President Biden has announced his intention to nominate an African American woman for the Senate to advise and consent for service on the United States Supreme Court. At the risk of being embroiled in a Whoopi Goldberg “Jewish is not a race issue type of discussion”, I suggest neither race nor gender is the issue for whomever is nominated. Politics is always what membership on the Supreme Court is about.
From the highly political John Marshall (years on Court 1801-1835) to the highly political Ruth Bader Ginsberg (years on Court 1998-2020) the justices of the U.S. Supreme Court have often worn their politics on the sleeves of their robes. Marshall was nominated by President John Adams. Ginsberg was nominated by President Bill Clinton. Americans who agreed with Adams’ political positions generally agreed with Marshall’s decisions and those who leaned in Clinton’s policy directions championed Ginsberg’s. We should not be surprised if a president nominates someone whose political tendencies match the president’s. It is not a justice’s race or gender that matters; it is their philosophies.

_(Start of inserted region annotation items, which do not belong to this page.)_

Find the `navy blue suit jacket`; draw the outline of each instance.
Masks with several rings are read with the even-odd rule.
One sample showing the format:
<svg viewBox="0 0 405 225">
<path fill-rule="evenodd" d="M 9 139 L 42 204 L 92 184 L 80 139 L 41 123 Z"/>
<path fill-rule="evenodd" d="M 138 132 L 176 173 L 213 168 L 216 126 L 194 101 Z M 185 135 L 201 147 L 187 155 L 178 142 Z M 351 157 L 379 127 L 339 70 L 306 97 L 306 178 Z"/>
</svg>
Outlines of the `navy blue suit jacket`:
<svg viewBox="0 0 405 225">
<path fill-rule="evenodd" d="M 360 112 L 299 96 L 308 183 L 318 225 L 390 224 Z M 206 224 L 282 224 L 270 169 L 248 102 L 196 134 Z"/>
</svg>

Sometimes when a president, liberal or conservative, chooses a justice, that justice turns out on the opposite end from the president’s philosophy. President Eisenhower, a conservative, chose Earl Warren (years on Court 1953-1969) who led a liberal revolution from his position as Chief Justice. And President George H.W. Bush nominated the African American Clarence Thomas to the Bench; Black Clarence Thomas may be to the right of former slave owner Roger Brooke Taney (years on Court 1836-1864) who decided the Dred Scott case. Although it is not likely Thomas would have agreed with that particular decision.
Supreme Court justices are just like the rest of us. We carry our beliefs and prejudices throughout our lives. They change from time to time and sometimes we can overcome them. But the U.S. Supreme Court is just another political branch of our three-branch political democracy. Politicians are placed on the Court by politicians that we elect. As Plato might have said, “Only the naïve believe otherwise.”
Instead of our long-time national self-delusion that the Supreme Court is not a political force, we should acknowledge that the justices are just humans and accept reality. The best we can hope for is term limits instead of a life-time appointment. I suggest one ten-year term would be about right.